Although two states recently announced that they are taking a close look at Aetna Inc.’s practices for denying claims for health care coverage, the scrutiny is unlikely to prevent the insurance giant’s proposed merger with CVS Health from going through, corporate lawyers said.
California Insurance Commissioner Dave Jones announced Monday the opening of an investigation into Aetna’s claims denial process, its requests for prior authorization for care, and its utilization review process. Later that afternoon, Colorado Interim Insurance Commissioner Michael Conway said that his office would be making inquiries about whether Aetna’s procedure for appealing the denial of coverage for a medical procedure complies with Colorado law governing the issue.
California’s investigation, which prompted Colorado’s heightened interest in the matter, came after CNN showed Jones a transcript of a 2016 deposition of one of Aetna’s former medical directors. During that proceeding, Dr. Jay Iinuma, Aetna’s medical director for Southern California from 2012 to 2015, appeared to say that he did not review patient records when making a decision about whether to approve or deny coverage but rather relied on nurses’ information and recommendations to him, according to the report. Iinuma’s testimony was part of a lawsuit against Aetna filed by a then-19-year-old man who was denied coverage for a procedure to treat his autoimmune disease.
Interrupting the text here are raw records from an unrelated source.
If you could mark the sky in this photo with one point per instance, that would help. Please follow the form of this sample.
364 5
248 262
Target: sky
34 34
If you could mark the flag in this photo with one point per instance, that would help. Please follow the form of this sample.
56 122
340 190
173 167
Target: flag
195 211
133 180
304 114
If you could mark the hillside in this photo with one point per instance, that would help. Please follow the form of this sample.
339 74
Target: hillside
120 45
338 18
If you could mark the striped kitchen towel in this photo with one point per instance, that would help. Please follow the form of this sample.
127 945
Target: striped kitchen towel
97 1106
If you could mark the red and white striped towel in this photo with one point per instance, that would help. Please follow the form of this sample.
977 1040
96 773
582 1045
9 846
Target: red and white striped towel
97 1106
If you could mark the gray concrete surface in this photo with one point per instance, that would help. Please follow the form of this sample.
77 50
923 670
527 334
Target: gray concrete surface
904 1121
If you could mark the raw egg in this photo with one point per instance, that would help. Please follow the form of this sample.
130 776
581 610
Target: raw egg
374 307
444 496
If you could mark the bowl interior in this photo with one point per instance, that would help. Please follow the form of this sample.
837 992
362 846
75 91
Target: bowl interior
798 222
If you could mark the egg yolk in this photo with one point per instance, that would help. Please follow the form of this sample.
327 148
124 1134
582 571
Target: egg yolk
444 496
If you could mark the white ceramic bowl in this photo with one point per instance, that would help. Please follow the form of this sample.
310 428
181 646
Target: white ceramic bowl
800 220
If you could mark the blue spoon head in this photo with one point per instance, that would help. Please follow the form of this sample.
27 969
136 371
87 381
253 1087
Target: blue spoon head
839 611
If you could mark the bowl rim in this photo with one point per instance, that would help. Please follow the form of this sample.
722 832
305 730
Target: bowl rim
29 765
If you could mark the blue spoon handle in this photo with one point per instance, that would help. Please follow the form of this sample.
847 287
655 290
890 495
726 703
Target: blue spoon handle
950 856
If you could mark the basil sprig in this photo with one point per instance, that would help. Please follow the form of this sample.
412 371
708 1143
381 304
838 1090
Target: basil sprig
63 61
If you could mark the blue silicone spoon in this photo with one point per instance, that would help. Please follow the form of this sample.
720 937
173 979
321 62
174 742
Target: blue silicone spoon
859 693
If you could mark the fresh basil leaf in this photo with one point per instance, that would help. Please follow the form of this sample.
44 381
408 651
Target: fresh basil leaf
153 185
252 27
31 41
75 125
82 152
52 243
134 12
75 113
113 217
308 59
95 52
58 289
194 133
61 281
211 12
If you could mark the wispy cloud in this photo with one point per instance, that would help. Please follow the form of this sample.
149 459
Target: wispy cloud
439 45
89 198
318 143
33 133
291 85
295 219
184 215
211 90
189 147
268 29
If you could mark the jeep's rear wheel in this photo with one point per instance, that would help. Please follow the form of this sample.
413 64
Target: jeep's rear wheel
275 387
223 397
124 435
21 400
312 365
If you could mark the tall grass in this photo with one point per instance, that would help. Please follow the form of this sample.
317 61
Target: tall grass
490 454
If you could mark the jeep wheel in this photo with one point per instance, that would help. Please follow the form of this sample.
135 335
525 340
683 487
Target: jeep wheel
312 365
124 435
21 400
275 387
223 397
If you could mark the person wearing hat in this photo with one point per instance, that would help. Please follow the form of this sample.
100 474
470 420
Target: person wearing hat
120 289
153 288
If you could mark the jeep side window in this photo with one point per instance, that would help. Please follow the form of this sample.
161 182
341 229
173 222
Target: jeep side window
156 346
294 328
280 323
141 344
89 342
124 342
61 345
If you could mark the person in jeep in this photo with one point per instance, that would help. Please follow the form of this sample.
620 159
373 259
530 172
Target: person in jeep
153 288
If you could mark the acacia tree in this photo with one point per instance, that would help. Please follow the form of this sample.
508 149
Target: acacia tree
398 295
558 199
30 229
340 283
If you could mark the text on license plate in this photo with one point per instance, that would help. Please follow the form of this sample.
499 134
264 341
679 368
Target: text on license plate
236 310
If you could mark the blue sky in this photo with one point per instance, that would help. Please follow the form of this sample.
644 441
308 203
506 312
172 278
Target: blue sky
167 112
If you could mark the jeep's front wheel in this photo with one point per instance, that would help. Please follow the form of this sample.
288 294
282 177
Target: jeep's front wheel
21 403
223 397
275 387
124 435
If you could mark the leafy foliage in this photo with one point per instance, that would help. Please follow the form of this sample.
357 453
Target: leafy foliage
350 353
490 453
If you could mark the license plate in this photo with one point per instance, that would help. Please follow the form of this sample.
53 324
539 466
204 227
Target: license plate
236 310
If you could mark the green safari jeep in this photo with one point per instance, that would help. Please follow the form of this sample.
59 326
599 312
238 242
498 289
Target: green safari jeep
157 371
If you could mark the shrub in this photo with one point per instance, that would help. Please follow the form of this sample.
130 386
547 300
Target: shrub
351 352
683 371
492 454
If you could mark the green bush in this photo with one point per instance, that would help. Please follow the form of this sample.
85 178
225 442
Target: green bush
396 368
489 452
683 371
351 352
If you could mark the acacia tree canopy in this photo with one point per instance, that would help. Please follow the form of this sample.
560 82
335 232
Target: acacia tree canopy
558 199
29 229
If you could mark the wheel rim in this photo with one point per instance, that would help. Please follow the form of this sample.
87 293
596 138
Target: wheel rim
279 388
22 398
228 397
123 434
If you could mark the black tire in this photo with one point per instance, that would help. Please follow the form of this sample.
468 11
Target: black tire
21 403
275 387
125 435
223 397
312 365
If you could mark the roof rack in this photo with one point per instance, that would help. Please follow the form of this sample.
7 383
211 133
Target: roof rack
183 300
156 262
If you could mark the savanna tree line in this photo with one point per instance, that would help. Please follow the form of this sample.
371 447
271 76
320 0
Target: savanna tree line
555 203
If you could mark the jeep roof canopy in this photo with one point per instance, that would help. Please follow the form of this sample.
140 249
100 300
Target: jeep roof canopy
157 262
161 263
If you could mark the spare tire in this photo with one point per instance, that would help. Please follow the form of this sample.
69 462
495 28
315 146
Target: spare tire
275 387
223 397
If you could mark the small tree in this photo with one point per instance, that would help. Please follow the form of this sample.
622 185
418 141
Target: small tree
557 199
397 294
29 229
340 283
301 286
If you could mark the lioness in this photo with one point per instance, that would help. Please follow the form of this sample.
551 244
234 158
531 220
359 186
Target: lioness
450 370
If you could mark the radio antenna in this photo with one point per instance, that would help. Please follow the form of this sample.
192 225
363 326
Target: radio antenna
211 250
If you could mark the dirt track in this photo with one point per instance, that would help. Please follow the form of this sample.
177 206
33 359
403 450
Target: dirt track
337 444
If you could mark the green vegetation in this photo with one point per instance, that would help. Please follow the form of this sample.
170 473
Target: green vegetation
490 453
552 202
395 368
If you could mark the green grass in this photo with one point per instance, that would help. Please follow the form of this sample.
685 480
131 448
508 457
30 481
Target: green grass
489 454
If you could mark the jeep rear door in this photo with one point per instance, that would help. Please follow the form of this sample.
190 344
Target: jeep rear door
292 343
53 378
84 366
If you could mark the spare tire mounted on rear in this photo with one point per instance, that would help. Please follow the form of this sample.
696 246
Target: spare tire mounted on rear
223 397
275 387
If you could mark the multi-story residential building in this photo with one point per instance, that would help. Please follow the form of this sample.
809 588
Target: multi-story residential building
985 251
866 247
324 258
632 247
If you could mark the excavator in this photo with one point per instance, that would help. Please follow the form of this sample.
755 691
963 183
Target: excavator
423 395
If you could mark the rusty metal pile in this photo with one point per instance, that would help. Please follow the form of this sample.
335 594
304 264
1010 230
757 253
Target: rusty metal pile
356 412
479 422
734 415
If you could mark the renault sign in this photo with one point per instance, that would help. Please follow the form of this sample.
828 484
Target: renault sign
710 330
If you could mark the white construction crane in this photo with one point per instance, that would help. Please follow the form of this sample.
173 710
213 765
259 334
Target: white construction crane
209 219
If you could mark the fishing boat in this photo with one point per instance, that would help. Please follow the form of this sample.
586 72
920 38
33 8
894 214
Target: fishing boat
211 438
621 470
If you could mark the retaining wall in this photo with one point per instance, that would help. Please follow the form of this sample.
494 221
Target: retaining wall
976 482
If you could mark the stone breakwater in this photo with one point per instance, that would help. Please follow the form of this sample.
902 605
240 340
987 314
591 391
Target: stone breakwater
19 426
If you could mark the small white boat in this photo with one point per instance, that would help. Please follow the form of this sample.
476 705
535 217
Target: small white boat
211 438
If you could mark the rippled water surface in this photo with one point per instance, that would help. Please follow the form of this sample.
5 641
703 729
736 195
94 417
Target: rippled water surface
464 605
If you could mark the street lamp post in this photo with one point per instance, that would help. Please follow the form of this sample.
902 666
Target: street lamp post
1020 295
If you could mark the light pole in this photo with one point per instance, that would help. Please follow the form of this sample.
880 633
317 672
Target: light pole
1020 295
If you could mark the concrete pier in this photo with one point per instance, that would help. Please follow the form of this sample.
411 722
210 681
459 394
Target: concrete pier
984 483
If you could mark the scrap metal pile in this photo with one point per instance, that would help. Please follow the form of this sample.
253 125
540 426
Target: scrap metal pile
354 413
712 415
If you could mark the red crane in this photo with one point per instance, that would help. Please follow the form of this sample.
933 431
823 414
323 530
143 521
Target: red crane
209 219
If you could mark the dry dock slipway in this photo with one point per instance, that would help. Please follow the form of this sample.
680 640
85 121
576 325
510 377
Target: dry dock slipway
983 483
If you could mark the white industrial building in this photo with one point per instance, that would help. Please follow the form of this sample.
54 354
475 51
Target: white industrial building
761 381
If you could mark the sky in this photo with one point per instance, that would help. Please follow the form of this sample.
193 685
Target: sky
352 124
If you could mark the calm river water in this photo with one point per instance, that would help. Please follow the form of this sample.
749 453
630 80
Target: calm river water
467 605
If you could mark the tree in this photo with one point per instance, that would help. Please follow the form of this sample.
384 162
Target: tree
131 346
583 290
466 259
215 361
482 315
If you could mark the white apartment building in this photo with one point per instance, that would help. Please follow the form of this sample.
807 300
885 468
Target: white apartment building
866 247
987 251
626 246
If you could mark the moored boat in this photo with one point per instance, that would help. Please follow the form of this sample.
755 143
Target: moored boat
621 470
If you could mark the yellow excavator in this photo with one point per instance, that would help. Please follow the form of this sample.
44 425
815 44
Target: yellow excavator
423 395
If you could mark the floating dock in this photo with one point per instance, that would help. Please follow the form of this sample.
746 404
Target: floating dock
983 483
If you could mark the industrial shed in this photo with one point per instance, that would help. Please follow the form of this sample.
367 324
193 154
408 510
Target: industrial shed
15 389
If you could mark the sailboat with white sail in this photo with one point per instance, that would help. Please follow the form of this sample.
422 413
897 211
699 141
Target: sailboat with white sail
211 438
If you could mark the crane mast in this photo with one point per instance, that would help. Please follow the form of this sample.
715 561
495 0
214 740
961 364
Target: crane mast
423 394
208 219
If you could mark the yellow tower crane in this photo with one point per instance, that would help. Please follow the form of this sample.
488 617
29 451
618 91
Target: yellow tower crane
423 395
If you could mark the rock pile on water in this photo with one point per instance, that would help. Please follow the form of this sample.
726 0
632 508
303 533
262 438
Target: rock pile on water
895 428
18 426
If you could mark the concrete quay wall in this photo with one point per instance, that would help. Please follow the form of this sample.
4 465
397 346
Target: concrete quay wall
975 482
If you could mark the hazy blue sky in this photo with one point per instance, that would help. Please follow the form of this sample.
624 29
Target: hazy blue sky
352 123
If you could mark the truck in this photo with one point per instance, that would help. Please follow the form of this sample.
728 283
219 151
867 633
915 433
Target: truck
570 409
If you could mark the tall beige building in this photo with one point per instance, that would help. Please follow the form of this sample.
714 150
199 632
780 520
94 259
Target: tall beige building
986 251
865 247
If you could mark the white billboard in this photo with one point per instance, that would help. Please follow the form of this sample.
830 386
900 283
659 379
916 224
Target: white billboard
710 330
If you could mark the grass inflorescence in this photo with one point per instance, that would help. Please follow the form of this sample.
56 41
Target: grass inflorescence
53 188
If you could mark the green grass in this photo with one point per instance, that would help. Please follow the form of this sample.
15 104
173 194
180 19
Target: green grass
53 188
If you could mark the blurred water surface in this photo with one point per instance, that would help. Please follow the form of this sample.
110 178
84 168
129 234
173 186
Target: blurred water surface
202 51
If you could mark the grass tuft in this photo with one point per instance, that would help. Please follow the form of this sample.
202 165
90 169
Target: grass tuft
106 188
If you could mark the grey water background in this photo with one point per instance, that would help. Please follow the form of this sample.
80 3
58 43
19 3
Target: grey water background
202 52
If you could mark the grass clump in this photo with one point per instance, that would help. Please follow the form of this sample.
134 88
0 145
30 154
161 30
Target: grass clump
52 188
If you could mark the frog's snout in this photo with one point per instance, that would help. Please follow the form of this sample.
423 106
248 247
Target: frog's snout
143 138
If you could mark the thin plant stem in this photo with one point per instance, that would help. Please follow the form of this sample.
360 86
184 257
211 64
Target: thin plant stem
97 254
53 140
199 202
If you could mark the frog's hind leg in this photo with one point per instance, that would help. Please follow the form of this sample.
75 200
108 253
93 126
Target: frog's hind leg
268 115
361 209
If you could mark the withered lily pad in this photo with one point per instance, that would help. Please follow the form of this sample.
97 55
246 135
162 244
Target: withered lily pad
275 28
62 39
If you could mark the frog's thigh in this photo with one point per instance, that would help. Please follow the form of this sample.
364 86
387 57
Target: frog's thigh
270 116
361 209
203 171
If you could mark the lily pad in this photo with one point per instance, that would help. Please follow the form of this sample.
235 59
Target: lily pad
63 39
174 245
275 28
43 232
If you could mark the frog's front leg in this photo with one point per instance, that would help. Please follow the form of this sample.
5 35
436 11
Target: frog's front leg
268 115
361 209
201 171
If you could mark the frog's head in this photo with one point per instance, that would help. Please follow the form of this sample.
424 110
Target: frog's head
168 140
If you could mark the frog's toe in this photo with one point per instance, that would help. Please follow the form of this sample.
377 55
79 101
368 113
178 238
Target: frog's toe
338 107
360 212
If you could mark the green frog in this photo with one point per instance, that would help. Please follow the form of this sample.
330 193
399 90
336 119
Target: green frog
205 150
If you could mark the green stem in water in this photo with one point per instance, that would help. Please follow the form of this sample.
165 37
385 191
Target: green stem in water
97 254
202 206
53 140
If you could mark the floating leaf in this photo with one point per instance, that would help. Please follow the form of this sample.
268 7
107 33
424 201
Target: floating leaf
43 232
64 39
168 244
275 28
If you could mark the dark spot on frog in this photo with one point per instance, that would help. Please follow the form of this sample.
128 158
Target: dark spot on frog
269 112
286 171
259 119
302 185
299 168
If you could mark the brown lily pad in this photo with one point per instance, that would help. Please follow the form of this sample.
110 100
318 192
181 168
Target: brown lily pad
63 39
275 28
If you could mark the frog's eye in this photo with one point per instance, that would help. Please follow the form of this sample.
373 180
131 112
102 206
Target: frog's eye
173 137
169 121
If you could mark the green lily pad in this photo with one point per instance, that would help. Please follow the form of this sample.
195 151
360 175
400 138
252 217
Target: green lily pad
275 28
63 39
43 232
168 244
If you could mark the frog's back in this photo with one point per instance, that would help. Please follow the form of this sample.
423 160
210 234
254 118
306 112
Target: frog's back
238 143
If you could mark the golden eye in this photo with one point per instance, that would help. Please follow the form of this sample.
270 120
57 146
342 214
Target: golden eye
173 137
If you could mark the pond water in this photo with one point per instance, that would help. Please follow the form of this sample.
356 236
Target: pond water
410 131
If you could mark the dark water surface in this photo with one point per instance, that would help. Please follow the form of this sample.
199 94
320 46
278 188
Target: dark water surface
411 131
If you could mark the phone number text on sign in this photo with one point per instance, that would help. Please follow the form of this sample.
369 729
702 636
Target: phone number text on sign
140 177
Jones said in statement, “If a health insurer is making decisions to deny coverage without a physician ever reviewing medical records, that is a significant concern and could be a violation of the law.”
But in a statement released Wednesday morning, Hartford, Connecticut-based Aetna said that medical records were, in fact, an integral part of the clinical review process during Iinuma’s tenure at the company, and that the statement used in the CNN report was taken out of context.
“Aetna medical directors review all necessary available medical information for cases that they are asked to evaluate,” according to the statement. “That is how they are trained, as physicians and as Aetna employees. In fact, adherence to those guidelines, which are based on health outcomes and not financial considerations, is an integral part of their yearly review process. As Dr. Iinuma stated in his deposition, his evaluation ‘was to ensure care was being provided in a safe and effective manner.’”
Aetna also said the physician made a sworn statement on Feb. 13, after the story appeared that, “in addition to reviewing the relevant portions of submitted medical records, it was also generally my practice to review Aetna nurses’ summaries, notes, and the applicable Aetna clinical policy bulletins. After reviewing the relevant, submitted portions of the medical record, the nurse’s notes, and the clinical policy bulletin(s), I would apply my medical training, experience, and judgment to reach an appropriate coverage determination.” The insurer released the physician’s redacted statement along with its own.